So the holiday season was celebrated during the Spanish flu pandemic in 1918

On December 21, 1918, on the pages of the Ohio State Journal, the local Health Commissioner invited readers to resist the temptation of traditional Christmas kissing. This year you will show more love for your father and your mother, for your brother and sister and the rest of your family, staying at home instead of [...]
This year you will show more love for your father and mother, for your brother, sister and the rest of the family, by staying at home instead of going to visit at Christmas, or by having a party and family meeting”, he wrote.
Christmas 1918: At that time, the threat was not called Covid-19, but the Spanish flu, and in the United States, the cure of infection decreased after the second wave. In the U.S. alone, this pandemic caused 675 000 casualties, more than double those caused so far by Coddy-19, but in a population much smaller than the current one. It was another century, another pandemic, another historic stage, yet there are different points between Christmas 2020 and 1918.

An article published on “web page Smithsonian” rebuilds the historical view of time. In 1918, health indicators belonged, not to the federal government (the Centers for Disease Control and Prevention or CDC in 1946), but to individual municipalities. Some cities like San Francisco had effectively managed the first wave, forcing masks and distance and setting a deadlock in mid-October 1918. The measures had worked, but reopening in late November had taken place very soon. In mid-December, the cases were on the rise again and citizens were now intoleranced to new restrictions.
Not a mask. There was movement to contain mask “No mask!” Some described the obligation to wear a mask as a violation of their rights, others, not holding them, cited religious reasons. Some complained about their eating 10 minutes a day for sterilization.
mask - bound egoism was not the only fact that it might seem familiar. In Milwaukee, the city of many Catholic immigrants from Northern Europe, closed churches for fear of infection during the Christmas season. Hence, there were those who complained about the suspension of celebrations and the halls of open beauty. Even in 1918, before creating large consumer stores, Amazon and Black Friday, Christmas was the time for purchase and gifts. Fearing delays in the supply chain, merchants had invited customers to buy in advance. For those who did not leave their homes for fear of infection, merchants guaranteed distribution at home.
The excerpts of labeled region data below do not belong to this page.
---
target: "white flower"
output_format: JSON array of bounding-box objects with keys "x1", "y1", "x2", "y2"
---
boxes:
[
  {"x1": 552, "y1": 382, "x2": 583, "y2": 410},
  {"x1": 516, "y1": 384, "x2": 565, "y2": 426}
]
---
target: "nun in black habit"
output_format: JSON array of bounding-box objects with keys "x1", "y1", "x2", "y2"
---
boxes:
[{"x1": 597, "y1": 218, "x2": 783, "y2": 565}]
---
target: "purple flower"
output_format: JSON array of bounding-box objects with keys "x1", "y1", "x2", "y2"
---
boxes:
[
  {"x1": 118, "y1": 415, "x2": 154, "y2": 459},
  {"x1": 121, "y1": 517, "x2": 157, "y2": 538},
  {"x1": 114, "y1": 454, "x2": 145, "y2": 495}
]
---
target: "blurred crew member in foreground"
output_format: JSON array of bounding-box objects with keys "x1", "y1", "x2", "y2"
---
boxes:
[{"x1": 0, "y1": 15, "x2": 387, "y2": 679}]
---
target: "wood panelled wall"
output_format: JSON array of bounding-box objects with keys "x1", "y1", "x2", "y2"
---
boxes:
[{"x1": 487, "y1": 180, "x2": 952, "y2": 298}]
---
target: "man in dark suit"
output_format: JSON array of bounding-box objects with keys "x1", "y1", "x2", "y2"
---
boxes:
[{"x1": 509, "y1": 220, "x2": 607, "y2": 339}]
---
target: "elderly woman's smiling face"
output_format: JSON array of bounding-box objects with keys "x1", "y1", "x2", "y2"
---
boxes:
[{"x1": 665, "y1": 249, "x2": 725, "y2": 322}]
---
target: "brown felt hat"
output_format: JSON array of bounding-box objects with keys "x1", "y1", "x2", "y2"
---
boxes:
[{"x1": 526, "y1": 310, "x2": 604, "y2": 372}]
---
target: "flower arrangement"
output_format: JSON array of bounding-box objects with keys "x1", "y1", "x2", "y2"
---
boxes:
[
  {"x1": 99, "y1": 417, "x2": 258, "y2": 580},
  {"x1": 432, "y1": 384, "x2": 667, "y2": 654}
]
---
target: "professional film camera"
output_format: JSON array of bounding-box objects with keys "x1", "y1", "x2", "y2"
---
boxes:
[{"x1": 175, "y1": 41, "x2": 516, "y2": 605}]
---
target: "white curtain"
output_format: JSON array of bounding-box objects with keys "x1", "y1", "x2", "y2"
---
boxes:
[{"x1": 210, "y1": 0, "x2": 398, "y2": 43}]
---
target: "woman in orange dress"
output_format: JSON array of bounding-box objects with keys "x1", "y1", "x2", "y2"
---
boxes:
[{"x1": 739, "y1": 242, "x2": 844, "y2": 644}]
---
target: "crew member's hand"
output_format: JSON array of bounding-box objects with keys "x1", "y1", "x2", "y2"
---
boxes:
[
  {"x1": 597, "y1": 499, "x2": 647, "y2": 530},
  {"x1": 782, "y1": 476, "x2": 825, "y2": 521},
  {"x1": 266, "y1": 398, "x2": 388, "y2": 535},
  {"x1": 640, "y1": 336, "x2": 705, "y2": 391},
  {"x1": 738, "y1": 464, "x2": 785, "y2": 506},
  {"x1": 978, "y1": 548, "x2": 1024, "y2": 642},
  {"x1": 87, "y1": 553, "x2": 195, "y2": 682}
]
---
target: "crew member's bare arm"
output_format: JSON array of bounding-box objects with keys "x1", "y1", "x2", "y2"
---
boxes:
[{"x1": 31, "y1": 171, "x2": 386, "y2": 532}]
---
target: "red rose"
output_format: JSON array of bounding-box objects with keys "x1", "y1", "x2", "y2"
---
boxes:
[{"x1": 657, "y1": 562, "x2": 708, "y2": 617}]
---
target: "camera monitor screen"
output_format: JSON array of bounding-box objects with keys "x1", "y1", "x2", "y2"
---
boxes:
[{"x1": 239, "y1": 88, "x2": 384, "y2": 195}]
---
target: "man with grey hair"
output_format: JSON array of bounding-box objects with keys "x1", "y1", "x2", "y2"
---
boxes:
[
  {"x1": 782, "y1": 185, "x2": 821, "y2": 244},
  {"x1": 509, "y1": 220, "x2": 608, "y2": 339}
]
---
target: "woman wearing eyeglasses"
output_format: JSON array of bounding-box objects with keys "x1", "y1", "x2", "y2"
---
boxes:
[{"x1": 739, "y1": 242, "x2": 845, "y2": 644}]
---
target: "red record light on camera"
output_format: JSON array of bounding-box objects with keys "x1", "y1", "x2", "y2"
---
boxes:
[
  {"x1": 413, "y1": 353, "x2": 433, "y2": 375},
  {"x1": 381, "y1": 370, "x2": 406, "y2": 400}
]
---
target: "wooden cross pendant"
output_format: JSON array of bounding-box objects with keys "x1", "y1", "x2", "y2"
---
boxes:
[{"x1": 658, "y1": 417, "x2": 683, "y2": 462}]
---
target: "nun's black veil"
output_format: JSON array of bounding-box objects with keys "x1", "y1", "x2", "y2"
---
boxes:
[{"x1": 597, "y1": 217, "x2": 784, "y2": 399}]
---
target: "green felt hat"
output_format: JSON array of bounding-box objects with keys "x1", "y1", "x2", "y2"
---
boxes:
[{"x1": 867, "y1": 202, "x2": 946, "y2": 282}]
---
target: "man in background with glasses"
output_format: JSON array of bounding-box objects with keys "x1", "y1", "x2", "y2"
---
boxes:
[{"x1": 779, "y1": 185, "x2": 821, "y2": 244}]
Trust in the Institutes. Unlike today, antiinfectation measures were not politicized. There was a greater familiarity among the population with epidemics. Many had lost a child from a diet or had seen someone paralyzed by polio. People were more willing to limit their personal freedoms so that they could face an invisible <x0 mic>”, and more prone to trust the authorities. Chiefs of public health departments often had police powers and could organize quarantine for one person or a whole circle. No one would have dared to contest his authority and had a greater belief in science, despite knowledge of viruses and vaccines.
Even then, she wondered what the festivals would be like in that extraordinary situation; but there was little concern about it, even because family meetings were not as rare as they are today. In many cases, several generations lived under the same roof.

The end of the Great War. The need to embrace each other became even more urgent by the official end of the Great War in November 1918. In general, though, euphoria and gratitude prevailed over disappointment over delayed meetings. In less than a year, 100,000 men had lost their lives in the world conflict, many because of the flu - awareness that they had survived something terrible in a year that would surely have entered history.